El sistema jurídico ha sido desde siempre la parte mejor conocida, pues se presenta con características parejas a otros lugares donde se produjo la yuxtaposición de elementos romanos, con su legislación propia, y elementos germánicos, de derecho consuetudinario. Aun así, han surgido polémicas sobre la frontera entre ambas series de normas y también sobre su carácter territorial o personal. Hoy se vuelve a criterios tradicionales, es decir, a la vinculación personal por el origen étnico. Está claro, sin embargo, que los reyes, desde Eurico, quieren asumir el protagonismo en la legislación germánica y liquidar poco a poco la espontánea aplicación de procedimientos tribales, y para ello se inspiran sin duda en el derecho romano; también se preocupan de poner al día las leyes de sus súbditos hispanos y en consecuencia incorporan novedades llegadas de territorio imperial. Con Chisdasvinto, y sobre todo con su hijo Recesvinto se termina esta dualidad y se llega a una unificación legal con la prelación del derecho godo. Asimismo aquí parece que resulta necesario preguntarse por qué. Thompson, en este caso, aventura la respuesta: sería una reacción compensatoria a la unidad religiosa, que había dejado a los godos en una posición de inferioridad; la reafirmación en varios Concilios de la exclusividad que se otorgaba a los godos para acceder al trono estaría en la misma línea, y se justificaría además con rebeliones concretas en sentido contrario (la última sería, con salvedades, la del duque Paulo contra Wamba).
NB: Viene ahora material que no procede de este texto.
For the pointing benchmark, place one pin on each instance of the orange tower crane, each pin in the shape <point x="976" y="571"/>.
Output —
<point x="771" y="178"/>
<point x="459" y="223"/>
A nivel de realidades sociales se saca la conclusión de que, a finales del siglo VI, no es fácil distinguir a un hispanorromano de un godo ni en la forma de vestir ni en la forma de hablar; en ambos casos, el triunfo de los sometidos es total; sólo los privilegios mantienen la jerarquía, y no para todos los godos. Grandes seguían siendo tales privilegios (políticos y económicos en especial) en el momento final si entendemos que la mayoría de la clase dirigente cristiana tras la invasión árabe se pavoneaba de su origen godo, y ello quedó como signo de nobleza en la primera élite de los reinos medievales (quiero agregar que esta apostilla no está explicitada en el libro de que hablamos, pero es una afirmación en sintonía con su hipótesis).
Lo que resulta más sorprendente para el lector, aún el iniciado, es la pervivencia jurídica y real de la esclavitud. El autor aquí no hace ningún paralelismo con el resto del mundo cristiano, pero parece excesivo este fenómeno, que en el resto de Europa había derivado en la servidumbre protofeudal. La llegada posterior de los musulmanes haría que la Península Ibérica conociera el esclavismo durante mucho más tiempo que los demás territorios occidentales. Se producían situaciones en principio aberrantes, como que los judíos tuviesen esclavos cristianos o que la misma Iglesia se sirviese de ellos; esto significa que el impacto del cristianismo en este sentido tiene menos fuerza de lo que comúnmente se ha creído para acabar con la sociedad esclavista, mérito principal que se le atribuye. Y también aquí se puede proceder a hipotéticas causas: Era Hispania aún un territorio que conservaba mejor que los demás una estructura social compleja, con mayor continuidad respecto al Bajo Imperio? Había más fuentes de aprovisionamiento de esclavos? Era el cristianismo todavía epidérmico, no sólo espacialmente, sino en las conciencias? La amplitud que todavía tenía el mundo pagano, general en el campo y quizá total en la zona vasca (país de bandidos y salteadores durante varios siglos) nos obliga a no mirar con la óptica actual la realidad de aquellos tiempos.
Da la impresión, para finalizar, que esta obra es una especie de estado de la cuestión que pretende abrir a otros investigadores el camino para realizar una aproximación mayor a esta etapa histórica. No ha surgido hasta ahora, que yo sepa, sin embargo, otro libro que haga innecesario a éste, escrito hace treinta años.